U.S. officials have dispatched a team of nearly 30 physicians, nurses, paramedics and other health care workers to Montana’s largest city to address a surge in COVID-19 cases that’s straining health systems statewide.

The National Disaster Medical System team arrived Friday and will work in Billings for two weeks, The Billings Gazette reported.

That comes as hospitals in many parts of the state are nearing full occupancy. Hospitals in Billings, Helena and Butte have at least 90% of their beds occupied, according to a status report posted Tuesday by state health officials.

The federal health care team will work from Billings Clinic and St. Vincent Healthcare. The Billings hospitals each have more COVID cases than any other hospital in the state and were treating a combined 127 COVID patients, the Department of Public Health and Human Services reported.

The two hospitals serve much of eastern and central Montana, as well as areas of Wyoming.

Statewide, almost 500 people were hospitalized with COVID, according to state officials.

More than 41,000 people are known to have been infected with the coronavirus since the first case was reported in March.

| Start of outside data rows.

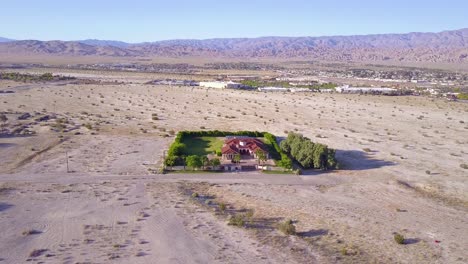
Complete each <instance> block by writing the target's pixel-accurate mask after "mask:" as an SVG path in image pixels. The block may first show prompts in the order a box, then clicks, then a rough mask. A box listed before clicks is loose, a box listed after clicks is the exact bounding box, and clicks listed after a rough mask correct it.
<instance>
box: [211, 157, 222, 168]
mask: <svg viewBox="0 0 468 264" xmlns="http://www.w3.org/2000/svg"><path fill="white" fill-rule="evenodd" d="M210 164H211V166H213V167H218V166H219V165H221V161H220V160H219V159H218V158H213V159H212V160H210Z"/></svg>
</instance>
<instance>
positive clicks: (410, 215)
mask: <svg viewBox="0 0 468 264" xmlns="http://www.w3.org/2000/svg"><path fill="white" fill-rule="evenodd" d="M100 76H101V75H96V76H92V77H95V78H103V79H106V78H111V77H110V76H107V75H105V76H101V77H100ZM88 77H89V76H88ZM132 78H136V79H135V80H133V79H132ZM147 78H148V79H147V80H150V77H147ZM119 80H123V81H126V82H127V83H126V84H122V85H100V86H99V85H70V84H63V83H62V84H22V83H14V82H0V89H3V90H13V91H15V93H12V94H0V99H1V100H0V112H5V113H6V115H7V117H8V119H9V120H8V121H7V122H6V123H5V124H3V126H2V129H3V130H4V131H10V132H11V131H13V130H14V129H18V128H20V129H23V130H24V129H27V130H29V131H34V132H35V134H33V135H29V136H26V135H25V136H9V137H5V136H3V137H1V138H0V159H1V160H2V165H1V166H0V173H1V174H0V184H1V186H0V188H1V189H0V227H2V230H4V235H2V237H1V238H0V259H2V260H3V262H5V263H23V262H26V260H28V259H31V261H32V262H33V263H36V262H46V263H77V262H78V263H108V262H122V263H155V262H158V263H211V262H219V263H257V262H259V263H276V262H283V263H284V262H288V263H290V262H297V263H304V262H312V263H314V262H315V263H362V262H375V263H466V261H468V254H467V253H466V248H468V240H467V239H466V238H467V237H468V233H467V232H468V222H467V221H468V220H467V219H468V218H467V217H466V216H467V212H468V184H467V175H468V170H466V169H463V168H462V164H467V163H468V162H467V156H468V139H467V137H466V135H467V133H468V104H463V103H456V102H446V101H442V100H438V99H430V98H423V97H383V96H359V95H320V94H313V95H300V94H282V93H269V94H266V93H258V92H243V91H230V90H213V89H210V90H207V89H201V88H188V87H164V86H151V85H143V84H141V83H142V82H144V81H146V79H145V77H144V76H143V77H142V75H138V76H137V77H132V76H122V77H121V78H120V79H119ZM132 80H133V81H132ZM130 82H133V83H130ZM24 113H29V114H31V117H29V118H26V119H24V120H18V119H17V118H18V117H19V116H20V115H21V114H24ZM153 114H156V115H157V117H158V118H157V120H152V115H153ZM45 116H48V117H47V118H44V117H45ZM57 120H61V121H57ZM182 129H189V130H197V129H219V130H261V131H269V132H271V133H274V134H276V135H278V136H285V135H286V132H287V131H297V132H300V133H303V134H304V135H306V136H308V137H310V138H312V139H313V140H314V141H317V142H321V143H325V144H328V145H329V146H331V147H333V148H336V149H337V150H338V151H337V157H338V160H339V161H340V163H341V165H342V167H343V169H342V170H339V171H335V172H330V173H320V172H308V173H307V175H303V176H293V175H263V174H259V173H250V174H220V175H217V174H214V175H213V174H210V175H203V174H194V175H155V174H153V173H152V172H153V171H155V170H157V168H158V167H159V165H160V164H161V160H162V158H163V155H164V150H166V149H167V147H168V145H169V144H170V142H171V141H172V137H173V134H174V133H176V132H177V131H179V130H182ZM67 157H68V170H69V171H71V173H67ZM185 180H189V181H190V182H186V181H185ZM194 191H196V192H198V193H200V194H201V195H202V196H203V197H205V196H206V197H211V198H210V199H212V200H213V201H214V202H215V203H219V202H225V203H226V204H228V206H229V208H230V210H231V211H232V212H236V210H237V211H242V209H253V210H254V212H255V213H254V216H253V218H254V221H256V223H261V224H259V225H258V226H260V227H262V228H260V227H258V226H257V227H255V226H254V225H252V226H250V227H247V228H236V227H232V226H228V225H227V224H226V221H227V220H226V217H227V216H226V215H221V214H219V212H217V211H216V210H214V209H213V208H211V207H209V206H208V207H207V206H206V205H205V204H204V203H203V202H201V201H198V200H194V199H192V198H191V197H190V195H188V194H187V192H189V193H190V192H194ZM287 218H291V219H293V220H295V221H297V222H295V224H296V226H297V229H298V231H299V233H300V235H299V236H295V237H288V236H284V235H283V234H281V233H280V232H278V231H277V230H276V228H275V225H276V224H277V223H278V222H281V221H282V220H284V219H287ZM31 230H36V231H37V232H36V233H35V232H27V231H31ZM394 232H398V233H401V234H404V235H405V237H406V238H407V242H408V243H407V244H406V245H398V244H396V243H395V242H394V241H393V233H394ZM23 233H25V234H23ZM29 233H31V234H29ZM41 249H43V250H44V251H40V250H41ZM34 250H38V251H36V252H33V251H34ZM32 253H35V254H32ZM30 255H33V256H30ZM34 255H38V256H34Z"/></svg>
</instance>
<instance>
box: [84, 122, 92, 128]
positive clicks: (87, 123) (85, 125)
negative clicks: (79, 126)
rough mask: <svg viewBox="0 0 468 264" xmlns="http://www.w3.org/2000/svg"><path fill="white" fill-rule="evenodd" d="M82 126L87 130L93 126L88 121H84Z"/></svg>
mask: <svg viewBox="0 0 468 264" xmlns="http://www.w3.org/2000/svg"><path fill="white" fill-rule="evenodd" d="M83 126H84V127H86V128H87V129H89V130H91V129H93V126H92V125H91V124H90V123H86V124H84V125H83Z"/></svg>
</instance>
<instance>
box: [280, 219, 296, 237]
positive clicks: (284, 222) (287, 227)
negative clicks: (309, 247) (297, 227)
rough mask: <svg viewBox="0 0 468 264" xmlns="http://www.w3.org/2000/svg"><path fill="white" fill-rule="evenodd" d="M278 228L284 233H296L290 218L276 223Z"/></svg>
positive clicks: (293, 233) (289, 233)
mask: <svg viewBox="0 0 468 264" xmlns="http://www.w3.org/2000/svg"><path fill="white" fill-rule="evenodd" d="M278 229H279V230H280V231H281V232H283V233H284V234H285V235H296V226H295V225H294V224H293V222H292V220H291V219H288V220H286V221H284V222H282V223H280V224H279V225H278Z"/></svg>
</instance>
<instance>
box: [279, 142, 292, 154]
mask: <svg viewBox="0 0 468 264" xmlns="http://www.w3.org/2000/svg"><path fill="white" fill-rule="evenodd" d="M280 148H281V150H282V151H283V152H285V153H289V152H291V146H290V145H289V141H288V140H287V139H285V140H283V141H281V143H280Z"/></svg>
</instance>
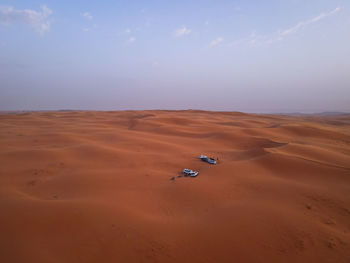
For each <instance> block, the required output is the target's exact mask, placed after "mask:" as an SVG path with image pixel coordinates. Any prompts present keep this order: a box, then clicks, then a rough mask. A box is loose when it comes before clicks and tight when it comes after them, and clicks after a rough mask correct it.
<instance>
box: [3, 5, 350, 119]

That’s almost 4% of Montana’s population.

The total number of infections is likely much higher because not everyone shows symptoms.

For most people, the coronavirus causes mild or moderate symptoms, such as fever and cough that clear up in two to three weeks. For some — especially older adults and people with existing health problems — it can cause more severe illness, including pneumonia, and death.